Hematopoietic stem cells (HSCs) are cells that are found mainly in bone marrow, and can grow into various different blood cells, such as red blood cells (erythrocytes), white blood cells (leukocytes) and platelets, and are said to be the very source of blood. In addition, HSCs have the property of replicating themselves, and it is this that enables them to continuously produce blood.

Making use of the characteristics of HSCs, one type of cell therapy that has been carried out for many years is HSC transplantation.*

The number of hematological cancer patients requiring HSC transplantation is increasing, not only in Japan but also around the world. It is said that the main reason for this is that the prevalence of blood cancer increases with aging, but various other factors have also been pointed out.

Also, in addition to blood cancer, HSC transplantation is also used in the treatment of patients suffering from intractable diseases, such as aplastic anemia and severe combined immune deficiency. Furthermore, as a new method of treatment, it is expected to find application in gene therapy, in combination with gene editing technology. Several methods exist. For example, in gene therapy by the ex-vivo method (where gene transfer is performed in-vitro), abnormal HSCs are extracted from a patient suffering from blood system and immune system disorders, then corrected and normalized using gene editing, and then re-transplanted into the patient. In this way, it is expected that there will be continued further expansion of the application of cell therapy using HSCs.

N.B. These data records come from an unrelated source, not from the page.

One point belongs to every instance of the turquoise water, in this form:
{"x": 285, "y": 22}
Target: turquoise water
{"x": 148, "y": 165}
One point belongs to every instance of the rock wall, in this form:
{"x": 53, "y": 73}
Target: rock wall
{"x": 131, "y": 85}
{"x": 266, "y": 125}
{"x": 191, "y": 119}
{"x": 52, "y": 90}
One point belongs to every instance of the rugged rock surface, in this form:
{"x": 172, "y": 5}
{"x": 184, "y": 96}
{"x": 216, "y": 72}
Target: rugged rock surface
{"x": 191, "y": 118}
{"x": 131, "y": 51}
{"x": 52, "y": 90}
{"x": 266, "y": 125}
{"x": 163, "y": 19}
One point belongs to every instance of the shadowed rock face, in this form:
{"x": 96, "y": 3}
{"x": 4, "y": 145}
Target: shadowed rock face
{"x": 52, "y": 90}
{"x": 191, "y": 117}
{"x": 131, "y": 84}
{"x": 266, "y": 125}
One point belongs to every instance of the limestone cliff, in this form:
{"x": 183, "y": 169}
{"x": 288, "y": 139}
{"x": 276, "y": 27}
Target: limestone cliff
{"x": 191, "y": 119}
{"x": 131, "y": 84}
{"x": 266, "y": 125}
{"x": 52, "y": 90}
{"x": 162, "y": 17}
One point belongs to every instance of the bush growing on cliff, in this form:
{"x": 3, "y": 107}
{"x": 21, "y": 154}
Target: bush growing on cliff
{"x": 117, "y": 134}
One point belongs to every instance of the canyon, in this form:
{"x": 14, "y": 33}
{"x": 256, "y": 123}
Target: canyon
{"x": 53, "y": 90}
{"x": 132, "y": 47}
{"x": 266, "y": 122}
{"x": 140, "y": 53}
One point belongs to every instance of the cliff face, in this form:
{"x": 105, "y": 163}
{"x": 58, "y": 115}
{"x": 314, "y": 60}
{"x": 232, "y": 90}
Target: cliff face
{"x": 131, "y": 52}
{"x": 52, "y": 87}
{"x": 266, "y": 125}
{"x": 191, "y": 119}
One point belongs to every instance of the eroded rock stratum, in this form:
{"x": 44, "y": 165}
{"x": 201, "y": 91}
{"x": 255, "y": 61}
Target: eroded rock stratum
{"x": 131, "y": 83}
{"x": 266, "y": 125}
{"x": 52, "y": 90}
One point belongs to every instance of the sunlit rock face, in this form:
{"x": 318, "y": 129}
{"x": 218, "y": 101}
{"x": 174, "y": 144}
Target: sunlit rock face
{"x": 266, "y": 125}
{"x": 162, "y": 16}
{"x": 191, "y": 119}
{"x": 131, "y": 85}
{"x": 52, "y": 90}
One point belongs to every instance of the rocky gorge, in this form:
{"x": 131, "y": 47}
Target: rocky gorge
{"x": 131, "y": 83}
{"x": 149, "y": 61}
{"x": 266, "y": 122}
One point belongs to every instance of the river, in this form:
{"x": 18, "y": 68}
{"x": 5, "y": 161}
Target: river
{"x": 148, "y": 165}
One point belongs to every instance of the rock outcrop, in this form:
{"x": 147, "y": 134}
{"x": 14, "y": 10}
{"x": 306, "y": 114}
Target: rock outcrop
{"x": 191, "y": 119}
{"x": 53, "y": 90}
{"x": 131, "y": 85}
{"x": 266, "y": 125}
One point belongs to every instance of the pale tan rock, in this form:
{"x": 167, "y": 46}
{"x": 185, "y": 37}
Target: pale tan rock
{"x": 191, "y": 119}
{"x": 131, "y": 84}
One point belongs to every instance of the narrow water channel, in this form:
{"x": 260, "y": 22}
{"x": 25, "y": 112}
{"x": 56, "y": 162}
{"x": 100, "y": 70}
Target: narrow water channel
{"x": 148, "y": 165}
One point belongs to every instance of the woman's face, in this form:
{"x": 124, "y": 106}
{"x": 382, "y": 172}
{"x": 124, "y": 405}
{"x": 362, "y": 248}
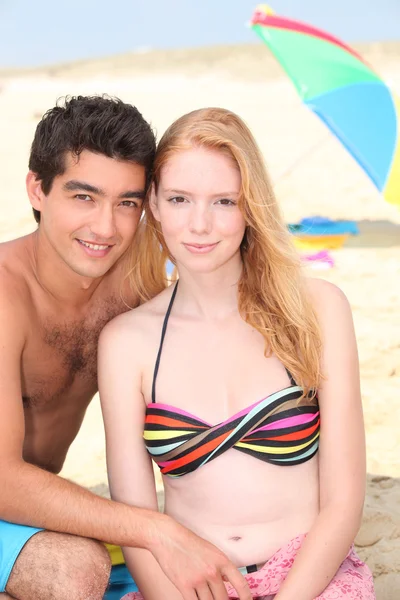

There are two types of HSC transplantation, one that uses the patient's own HSCs and the other that uses the HSCs of others.
A typical treatment method involving the latter is "bone marrow transplantation", but the donor must be a person who matches the patient's "HLA (human leukocyte antigen)" type, which makes matching difficult, and the physical toll on the donor is significant. Also, there is a risk that the patient will suffer from serious side effects (GVHD: graft versus host disease), so there still remain serious challenges to be overcome.
Meanwhile, in peripheral blood and umbilical cord blood transplantations, of which much is expected as a treatment other than bone marrow transplantation, the number of original hematopoietic stem cells that can be harvested is limited, and there are still issues in terms of engraftment rate and quality.
In order to resolve the issues described above, an effective strategy will be to artificially increase HSCs in-vitro, and the technologies of Celaid Therapeutics will make it possible to produce the required volume of HSCs at the required time, with excellent engraftment rates (therapeutic effect) and quality.